Jika Job melakukan payment settlement, retry tanpa idempotency bisa fatal.
14. Job Parallelism and Completion
Job bisa menjalankan beberapa Pod paralel.
apiVersion: batch/v1
kind: Job
metadata:
name: image-processing
spec:
completions: 100
parallelism: 10
template:
spec:
restartPolicy: Never
containers:
- name: worker
image: registry.example.com/image-processor:2.0
Makna:
Need 100 successful completions, run up to 10 Pods concurrently.
Gunakan untuk workload yang bisa dipartisi.
Hindari jika task mengambil item dari queue tanpa concurrency control. Pastikan ada locking, lease, deduplication, atau idempotency.
15. CronJob: Scheduled Jobs
CronJob membuat Job berdasarkan schedule.
Contoh:
apiVersion: batch/v1
kind: CronJob
metadata:
name: daily-ledger-report
spec:
schedule: "0 2 * * *"
concurrencyPolicy: Forbid
successfulJobsHistoryLimit: 3
failedJobsHistoryLimit: 3
jobTemplate:
spec:
backoffLimit: 2
template:
spec:
restartPolicy: Never
containers:
- name: report
image: registry.example.com/ledger-report:1.8
CronJob cocok untuk:
- periodic backup;
- scheduled report;
- cleanup;
- reconciliation;
- sync task;
- housekeeping.
CronJob tidak cocok untuk:
- always-on scheduler service;
- exact-once financial operation tanpa idempotency;
- sub-minute high precision timing;
- workflow orchestration kompleks.
Rule:
CronJob gives scheduled attempts, not exact-once business semantics.

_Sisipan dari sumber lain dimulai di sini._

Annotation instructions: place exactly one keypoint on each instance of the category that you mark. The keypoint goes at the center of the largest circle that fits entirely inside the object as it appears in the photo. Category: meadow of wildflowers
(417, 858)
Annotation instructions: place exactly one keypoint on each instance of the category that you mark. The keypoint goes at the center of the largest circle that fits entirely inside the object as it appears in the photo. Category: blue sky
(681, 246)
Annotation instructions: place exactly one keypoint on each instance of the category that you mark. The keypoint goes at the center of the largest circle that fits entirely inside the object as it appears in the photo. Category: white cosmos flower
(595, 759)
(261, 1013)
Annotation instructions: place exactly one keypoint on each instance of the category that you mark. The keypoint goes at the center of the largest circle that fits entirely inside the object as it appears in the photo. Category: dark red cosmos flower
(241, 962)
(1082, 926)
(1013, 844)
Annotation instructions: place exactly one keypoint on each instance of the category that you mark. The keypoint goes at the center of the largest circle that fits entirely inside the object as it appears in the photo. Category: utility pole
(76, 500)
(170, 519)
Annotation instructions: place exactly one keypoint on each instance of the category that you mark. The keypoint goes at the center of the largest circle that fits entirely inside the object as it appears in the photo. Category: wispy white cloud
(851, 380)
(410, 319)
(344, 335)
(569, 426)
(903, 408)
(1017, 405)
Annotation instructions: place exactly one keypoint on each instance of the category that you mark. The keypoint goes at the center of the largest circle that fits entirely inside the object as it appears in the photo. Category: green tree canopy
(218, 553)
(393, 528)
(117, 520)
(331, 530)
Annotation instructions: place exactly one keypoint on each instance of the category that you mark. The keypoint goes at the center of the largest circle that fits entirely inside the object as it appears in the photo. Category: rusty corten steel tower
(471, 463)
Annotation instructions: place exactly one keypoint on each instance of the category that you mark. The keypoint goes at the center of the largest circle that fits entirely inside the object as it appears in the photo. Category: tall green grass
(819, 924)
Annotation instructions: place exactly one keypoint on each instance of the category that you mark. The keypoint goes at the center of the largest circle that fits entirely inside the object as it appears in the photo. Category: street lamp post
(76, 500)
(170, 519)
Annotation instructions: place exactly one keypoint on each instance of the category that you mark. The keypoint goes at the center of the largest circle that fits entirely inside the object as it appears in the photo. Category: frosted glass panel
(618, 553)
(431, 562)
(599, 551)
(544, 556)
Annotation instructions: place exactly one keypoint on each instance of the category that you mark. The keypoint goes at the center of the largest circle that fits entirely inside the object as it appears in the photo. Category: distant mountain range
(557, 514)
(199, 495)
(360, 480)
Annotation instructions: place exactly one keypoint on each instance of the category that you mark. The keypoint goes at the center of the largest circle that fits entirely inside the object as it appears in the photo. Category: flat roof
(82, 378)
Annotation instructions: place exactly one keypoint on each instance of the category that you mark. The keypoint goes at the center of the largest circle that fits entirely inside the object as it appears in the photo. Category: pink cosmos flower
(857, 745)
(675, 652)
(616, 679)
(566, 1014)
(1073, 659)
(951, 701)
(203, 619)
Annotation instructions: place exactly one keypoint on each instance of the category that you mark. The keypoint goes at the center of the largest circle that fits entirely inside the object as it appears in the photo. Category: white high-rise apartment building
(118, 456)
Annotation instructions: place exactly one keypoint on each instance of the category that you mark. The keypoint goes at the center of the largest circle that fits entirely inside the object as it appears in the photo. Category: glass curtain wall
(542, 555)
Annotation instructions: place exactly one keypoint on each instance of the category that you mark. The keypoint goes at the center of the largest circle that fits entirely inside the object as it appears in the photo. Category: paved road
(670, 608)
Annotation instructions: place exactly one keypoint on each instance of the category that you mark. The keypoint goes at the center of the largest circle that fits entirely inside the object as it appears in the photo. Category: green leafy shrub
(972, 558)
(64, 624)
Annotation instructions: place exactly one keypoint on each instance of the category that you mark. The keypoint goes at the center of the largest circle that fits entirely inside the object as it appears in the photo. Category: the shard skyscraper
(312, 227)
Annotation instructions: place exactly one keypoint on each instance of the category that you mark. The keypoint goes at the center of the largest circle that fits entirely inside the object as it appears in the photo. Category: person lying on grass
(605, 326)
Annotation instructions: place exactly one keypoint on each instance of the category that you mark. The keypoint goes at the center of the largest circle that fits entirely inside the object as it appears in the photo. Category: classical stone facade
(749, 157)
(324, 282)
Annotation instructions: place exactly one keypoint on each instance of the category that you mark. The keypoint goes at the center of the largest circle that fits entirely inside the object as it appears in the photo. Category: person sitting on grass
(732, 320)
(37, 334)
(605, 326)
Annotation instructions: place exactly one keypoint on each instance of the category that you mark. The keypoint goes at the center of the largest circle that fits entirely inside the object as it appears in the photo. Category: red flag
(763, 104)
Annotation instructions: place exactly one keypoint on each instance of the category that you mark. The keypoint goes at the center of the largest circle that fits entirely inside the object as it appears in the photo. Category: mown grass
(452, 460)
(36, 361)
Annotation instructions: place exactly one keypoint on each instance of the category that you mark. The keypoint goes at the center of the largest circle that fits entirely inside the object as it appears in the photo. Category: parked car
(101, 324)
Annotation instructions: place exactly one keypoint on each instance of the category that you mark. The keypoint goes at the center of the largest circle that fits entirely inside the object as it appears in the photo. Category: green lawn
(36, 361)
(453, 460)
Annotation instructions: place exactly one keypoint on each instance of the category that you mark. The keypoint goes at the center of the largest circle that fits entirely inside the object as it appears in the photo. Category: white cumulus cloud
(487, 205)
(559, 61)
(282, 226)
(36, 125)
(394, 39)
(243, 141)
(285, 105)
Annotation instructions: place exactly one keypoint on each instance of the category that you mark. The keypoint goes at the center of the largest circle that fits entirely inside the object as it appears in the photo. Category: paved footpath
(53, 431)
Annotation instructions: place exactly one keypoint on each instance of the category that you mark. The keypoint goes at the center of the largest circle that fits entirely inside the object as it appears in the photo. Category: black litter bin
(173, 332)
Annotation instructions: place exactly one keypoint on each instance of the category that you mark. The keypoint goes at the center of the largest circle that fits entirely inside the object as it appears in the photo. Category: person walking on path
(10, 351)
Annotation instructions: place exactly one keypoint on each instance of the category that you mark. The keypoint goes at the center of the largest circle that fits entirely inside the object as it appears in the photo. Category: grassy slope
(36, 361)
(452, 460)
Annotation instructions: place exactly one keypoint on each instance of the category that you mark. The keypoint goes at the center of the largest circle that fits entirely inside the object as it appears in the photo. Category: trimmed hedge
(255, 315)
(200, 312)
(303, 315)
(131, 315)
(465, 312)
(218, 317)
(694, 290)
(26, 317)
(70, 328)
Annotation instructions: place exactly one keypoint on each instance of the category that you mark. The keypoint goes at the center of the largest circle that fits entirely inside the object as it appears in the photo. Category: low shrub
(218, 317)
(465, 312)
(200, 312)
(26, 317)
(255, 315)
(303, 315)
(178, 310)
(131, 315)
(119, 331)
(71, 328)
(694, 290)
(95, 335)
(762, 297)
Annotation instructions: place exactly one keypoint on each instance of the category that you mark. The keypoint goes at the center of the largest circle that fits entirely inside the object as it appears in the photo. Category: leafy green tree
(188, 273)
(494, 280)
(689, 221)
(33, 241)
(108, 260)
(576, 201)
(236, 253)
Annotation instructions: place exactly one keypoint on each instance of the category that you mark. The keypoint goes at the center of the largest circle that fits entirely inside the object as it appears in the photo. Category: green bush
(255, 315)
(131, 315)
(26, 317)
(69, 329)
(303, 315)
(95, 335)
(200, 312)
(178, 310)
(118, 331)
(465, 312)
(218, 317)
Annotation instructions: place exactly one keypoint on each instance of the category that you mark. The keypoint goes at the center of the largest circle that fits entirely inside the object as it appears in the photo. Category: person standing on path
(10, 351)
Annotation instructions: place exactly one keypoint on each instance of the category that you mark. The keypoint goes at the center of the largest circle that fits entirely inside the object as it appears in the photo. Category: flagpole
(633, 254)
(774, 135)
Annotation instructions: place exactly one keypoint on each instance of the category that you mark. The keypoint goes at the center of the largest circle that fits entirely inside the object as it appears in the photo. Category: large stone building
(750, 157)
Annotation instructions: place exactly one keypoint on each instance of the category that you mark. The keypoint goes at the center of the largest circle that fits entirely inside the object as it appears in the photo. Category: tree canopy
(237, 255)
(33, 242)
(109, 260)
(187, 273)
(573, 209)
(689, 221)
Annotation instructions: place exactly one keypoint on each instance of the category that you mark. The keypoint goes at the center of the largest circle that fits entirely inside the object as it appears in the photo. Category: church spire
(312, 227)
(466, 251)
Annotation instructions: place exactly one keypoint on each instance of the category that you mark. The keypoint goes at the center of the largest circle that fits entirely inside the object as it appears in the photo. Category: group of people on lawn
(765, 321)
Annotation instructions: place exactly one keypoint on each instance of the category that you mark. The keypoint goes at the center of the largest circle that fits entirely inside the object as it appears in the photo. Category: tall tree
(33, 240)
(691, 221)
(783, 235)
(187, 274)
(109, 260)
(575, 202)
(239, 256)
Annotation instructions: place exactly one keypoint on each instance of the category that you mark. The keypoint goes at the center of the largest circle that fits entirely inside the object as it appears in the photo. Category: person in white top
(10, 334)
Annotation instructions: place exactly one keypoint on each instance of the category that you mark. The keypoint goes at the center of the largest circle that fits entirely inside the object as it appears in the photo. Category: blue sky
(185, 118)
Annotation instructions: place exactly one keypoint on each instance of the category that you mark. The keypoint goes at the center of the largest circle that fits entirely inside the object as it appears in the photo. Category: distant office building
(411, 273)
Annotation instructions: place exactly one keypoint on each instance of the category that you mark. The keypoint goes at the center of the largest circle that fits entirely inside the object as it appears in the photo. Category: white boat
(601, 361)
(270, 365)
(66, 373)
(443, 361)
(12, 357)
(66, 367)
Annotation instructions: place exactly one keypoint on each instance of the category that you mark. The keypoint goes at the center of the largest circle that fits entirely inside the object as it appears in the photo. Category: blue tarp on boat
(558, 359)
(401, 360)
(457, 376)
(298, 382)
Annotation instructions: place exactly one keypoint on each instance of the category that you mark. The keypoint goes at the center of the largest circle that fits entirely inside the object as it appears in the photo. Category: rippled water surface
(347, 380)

16. CronJob Concurrency Policy
concurrencyPolicy penting.
| Policy | Meaning | Use Case |
|---|---|---|
Allow | Job baru boleh overlap dengan Job lama | Independent periodic tasks |
Forbid | Skip run jika previous masih running | Backup/report yang tidak boleh overlap |
Replace | Stop previous and start new | Latest-only sync/refresh |
Contoh masalah:
Report harian biasanya selesai 20 menit.
Suatu hari database lambat, report berjalan 3 jam.
Cron berikutnya mulai dan memproses data yang sama.
Jika tidak idempotent, hasil bisa rusak. Gunakan Forbid, lock eksternal, atau desain job idempotent.
17. Bare Pod: Useful but Rarely Production
Bare Pod berguna untuk:
- debugging;
- reproduksi issue;
- ephemeral test;
- interactive tooling;
- learning.
Contoh:
kubectl run debug-shell --image=busybox:1.36 -it --rm -- sh
Tetapi bare Pod tidak cocok untuk production service karena tidak dikelola controller.
Exception:
- static Pods untuk control-plane bootstrap tertentu;
- very specialized system cases;
- lab/debug.
Rule:
Bare Pod is a tool, not a production deployment model.
18. Static Pods: Special Case
Static Pod dikelola langsung oleh kubelet dari manifest lokal di node, bukan melalui normal workload controller.
Umumnya dipakai untuk bootstrap control-plane component pada cluster tertentu.
Kita tidak akan memakainya sebagai deployment model aplikasi.
Kenapa?
- lifecycle melekat ke node;
- tidak memakai Deployment/StatefulSet rollout;
- tidak cocok untuk multi-team platform;
- observability dan governance berbeda;
- raw node access diperlukan.
Untuk engineer aplikasi dan platform umum:
Know static Pods exist, but do not use them as normal application delivery.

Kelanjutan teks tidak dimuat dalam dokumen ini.